Norm Walsh writes, "There comes a point in the life cycle of
any system when adding one more patch is the wrong solution to
every problem. Eventually, it's time to rethink, refactor, and
rewrite. For DocBook, I think that time has come."
In two articles published recently on his personal website,
Walsh gives his take on the current state of DocBook and ponders
its future.
In the first article, he gives his recollections about how
the DocBook SGML/XML vocabulary has developed over the 10+ years
since DocBook 1.0 was released (10 November 1992),
explicitly pointing out a few problems that have developed as a
result (and seeming to imply a few
others):
- the purpose for which DocBook was originally
designed -- primarily as an "exchange" or "interchange"
vocabulary -- is at odds with what most people use it for today;
most current users directly author documents in "standard"
DocBook, as opposed to "writing in some private tag set, or deep
customization of DocBook, and then converting to the standard to
pass documents to other interchange partners") [note1]

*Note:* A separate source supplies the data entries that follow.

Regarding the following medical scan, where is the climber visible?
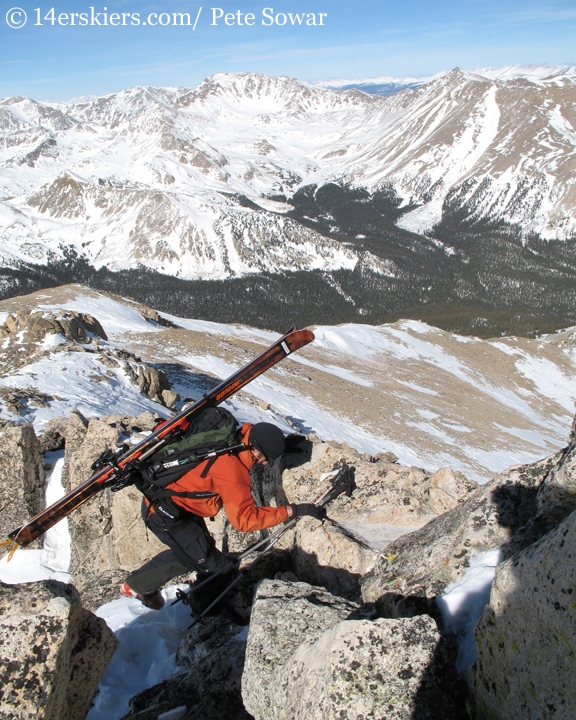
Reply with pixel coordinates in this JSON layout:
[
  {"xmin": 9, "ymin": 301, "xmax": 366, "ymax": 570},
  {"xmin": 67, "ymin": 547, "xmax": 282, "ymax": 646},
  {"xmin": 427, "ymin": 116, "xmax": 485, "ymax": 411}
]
[{"xmin": 120, "ymin": 420, "xmax": 325, "ymax": 610}]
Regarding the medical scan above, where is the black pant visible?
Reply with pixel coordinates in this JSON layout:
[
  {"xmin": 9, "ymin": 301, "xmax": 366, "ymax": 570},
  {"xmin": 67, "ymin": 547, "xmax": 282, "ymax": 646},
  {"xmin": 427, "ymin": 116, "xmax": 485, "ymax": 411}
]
[{"xmin": 126, "ymin": 501, "xmax": 234, "ymax": 595}]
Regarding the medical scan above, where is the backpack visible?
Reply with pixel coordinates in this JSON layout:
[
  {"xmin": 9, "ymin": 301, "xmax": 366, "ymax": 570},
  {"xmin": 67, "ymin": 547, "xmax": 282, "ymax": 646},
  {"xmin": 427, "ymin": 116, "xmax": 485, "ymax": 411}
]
[
  {"xmin": 143, "ymin": 406, "xmax": 240, "ymax": 488},
  {"xmin": 134, "ymin": 406, "xmax": 246, "ymax": 521}
]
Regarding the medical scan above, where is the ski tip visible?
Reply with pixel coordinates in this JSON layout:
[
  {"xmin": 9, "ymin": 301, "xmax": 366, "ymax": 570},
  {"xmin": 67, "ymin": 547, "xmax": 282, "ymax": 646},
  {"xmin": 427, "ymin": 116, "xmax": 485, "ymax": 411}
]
[{"xmin": 283, "ymin": 328, "xmax": 315, "ymax": 352}]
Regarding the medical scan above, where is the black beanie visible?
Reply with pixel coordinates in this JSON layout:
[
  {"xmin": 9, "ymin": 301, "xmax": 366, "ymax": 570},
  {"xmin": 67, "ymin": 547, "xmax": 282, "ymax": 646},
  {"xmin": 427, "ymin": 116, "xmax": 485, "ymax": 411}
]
[{"xmin": 250, "ymin": 423, "xmax": 285, "ymax": 461}]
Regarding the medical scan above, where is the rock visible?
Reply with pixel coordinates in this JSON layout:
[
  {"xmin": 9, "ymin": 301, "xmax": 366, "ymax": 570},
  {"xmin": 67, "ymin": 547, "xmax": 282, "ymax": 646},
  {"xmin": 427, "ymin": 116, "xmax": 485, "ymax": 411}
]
[
  {"xmin": 99, "ymin": 412, "xmax": 157, "ymax": 433},
  {"xmin": 136, "ymin": 365, "xmax": 172, "ymax": 406},
  {"xmin": 23, "ymin": 315, "xmax": 63, "ymax": 342},
  {"xmin": 282, "ymin": 436, "xmax": 477, "ymax": 554},
  {"xmin": 129, "ymin": 412, "xmax": 157, "ymax": 432},
  {"xmin": 108, "ymin": 483, "xmax": 168, "ymax": 574},
  {"xmin": 64, "ymin": 417, "xmax": 121, "ymax": 578},
  {"xmin": 473, "ymin": 507, "xmax": 576, "ymax": 719},
  {"xmin": 99, "ymin": 354, "xmax": 120, "ymax": 368},
  {"xmin": 4, "ymin": 314, "xmax": 17, "ymax": 333},
  {"xmin": 360, "ymin": 453, "xmax": 557, "ymax": 616},
  {"xmin": 0, "ymin": 579, "xmax": 118, "ymax": 720},
  {"xmin": 0, "ymin": 422, "xmax": 44, "ymax": 542},
  {"xmin": 162, "ymin": 389, "xmax": 180, "ymax": 410},
  {"xmin": 14, "ymin": 310, "xmax": 108, "ymax": 345},
  {"xmin": 292, "ymin": 517, "xmax": 376, "ymax": 599},
  {"xmin": 122, "ymin": 616, "xmax": 250, "ymax": 720},
  {"xmin": 268, "ymin": 616, "xmax": 461, "ymax": 720},
  {"xmin": 428, "ymin": 467, "xmax": 467, "ymax": 513},
  {"xmin": 243, "ymin": 579, "xmax": 467, "ymax": 720},
  {"xmin": 78, "ymin": 312, "xmax": 107, "ymax": 340},
  {"xmin": 0, "ymin": 387, "xmax": 56, "ymax": 417},
  {"xmin": 40, "ymin": 413, "xmax": 166, "ymax": 593},
  {"xmin": 78, "ymin": 567, "xmax": 131, "ymax": 612},
  {"xmin": 537, "ymin": 438, "xmax": 576, "ymax": 525},
  {"xmin": 40, "ymin": 410, "xmax": 88, "ymax": 463},
  {"xmin": 124, "ymin": 362, "xmax": 139, "ymax": 385},
  {"xmin": 242, "ymin": 579, "xmax": 363, "ymax": 718},
  {"xmin": 375, "ymin": 450, "xmax": 399, "ymax": 463}
]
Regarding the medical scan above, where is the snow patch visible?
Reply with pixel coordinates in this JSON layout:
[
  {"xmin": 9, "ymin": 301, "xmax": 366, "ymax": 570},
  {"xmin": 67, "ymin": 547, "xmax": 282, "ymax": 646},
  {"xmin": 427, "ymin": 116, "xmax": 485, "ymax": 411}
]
[{"xmin": 437, "ymin": 548, "xmax": 503, "ymax": 673}]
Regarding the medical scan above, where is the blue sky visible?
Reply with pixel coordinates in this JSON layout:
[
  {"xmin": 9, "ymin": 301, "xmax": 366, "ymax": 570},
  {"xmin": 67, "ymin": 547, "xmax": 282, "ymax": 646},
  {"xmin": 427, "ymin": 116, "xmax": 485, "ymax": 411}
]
[{"xmin": 1, "ymin": 0, "xmax": 575, "ymax": 100}]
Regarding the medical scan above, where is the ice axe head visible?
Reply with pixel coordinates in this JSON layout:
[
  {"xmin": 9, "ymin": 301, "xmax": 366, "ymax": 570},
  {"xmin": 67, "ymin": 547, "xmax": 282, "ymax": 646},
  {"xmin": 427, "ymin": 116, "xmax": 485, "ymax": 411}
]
[{"xmin": 320, "ymin": 464, "xmax": 356, "ymax": 506}]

- the scale for which DocBook was originally
designed -- roughly 100 elements -- is at odds with
what it's grown into: currently, around 400 elements
- as the scale of DocBook has grown over the years, the development
process has simply been a sort of "growth
by accretion", without as much regularity and consistency
as could be hoped for -- resulting in a state that makes it
difficult to add new features incrementally
In the second article, he outlines a few specific changes that
could be made:
- reduce the complexity and inconsistency of content models for
inlines
- replace all of the current multifarious
metadata wrapper (*
info
) elements with a
single wrapper: info
- get rid of "cruft" (e.g., beginpage,
contractsponsor, invpartnumber, msgset, segmentedlist) or
replace/update it with something more up to date (sgmltag ->
xmltag, link/ulink/olink -> ubiquitous linking)
He then ends the article with a link to a prototype schema (expressed in Relax NG)
that instantiates
some of the changes he has outlined in the articles.
In past mailing-list discussions of simplifying DocBook, some
users have suggested fairly extensive refactorings -- along the
lines of modularizing DocBook into a core set of general-use
elements, with separate pluggable modules holding groups of
elements for specific kinds of specialized content (e.g., a "math
elements" module, a "computer hardware/software elements"
module).
Those users won't find Walsh's prototype to be quite what they
had in mind for a "refactored" DocBook. The prototype amounts to
more of "streamlined" or "cleaned-up" version of the current
element set; it still weighs in at 300+ elements,
with most of the attribute values on those elements being the same
as what they are currently.
In the article, Walsh also mentions that the TC has talked many
times about the need to rework the DocBook
parameter-entity structure in order to make it more
manageable. But looking closely at the current prototype, it
doesn't appear to be intended to be complete solution for that
need; though it contains named patterns for classes of inlines, it
has none yet for classes of container elements
(divisions/components/blocks) -- and also not yet any
definition-replacement hooks that would facilitate customization
of the schema.
Note: I've added some new pages to the DocBook Wiki for
discussion about current DocBook shortcomings and opinions and ideas about
what possible
future directions for DocBook.
[note1]
The current purpose is especially apparent in the in the
open-source software community, where DocBook has become a de facto
document-authoring standard -- used by, among others, the KDE and GNOME, FreeBSD,
Debian, and Linux
documentation projects and the Darwin
Documentation Project at Apple and by hundreds of
individual users; a big move continues to take place, toward
authoring in XML directly, in standard DocBook, and away from
using TeXinfo, LaTeX, groff (for authoring at least, no
necessarily for publishing) and a number of older and more
limited markup vocabularies (Linuxdoc and others).
I would not have described my ruminations under the rubric "scrapping DocBook", but maybe I'm overly sensitive. I want to keep using DocBook, and I want most of my legacy DocBook documents to still be valid (or mechanically translatable to valid documents).
Refactoring would, I think, (or will, I hope), make DocBook easier to understand and maintain.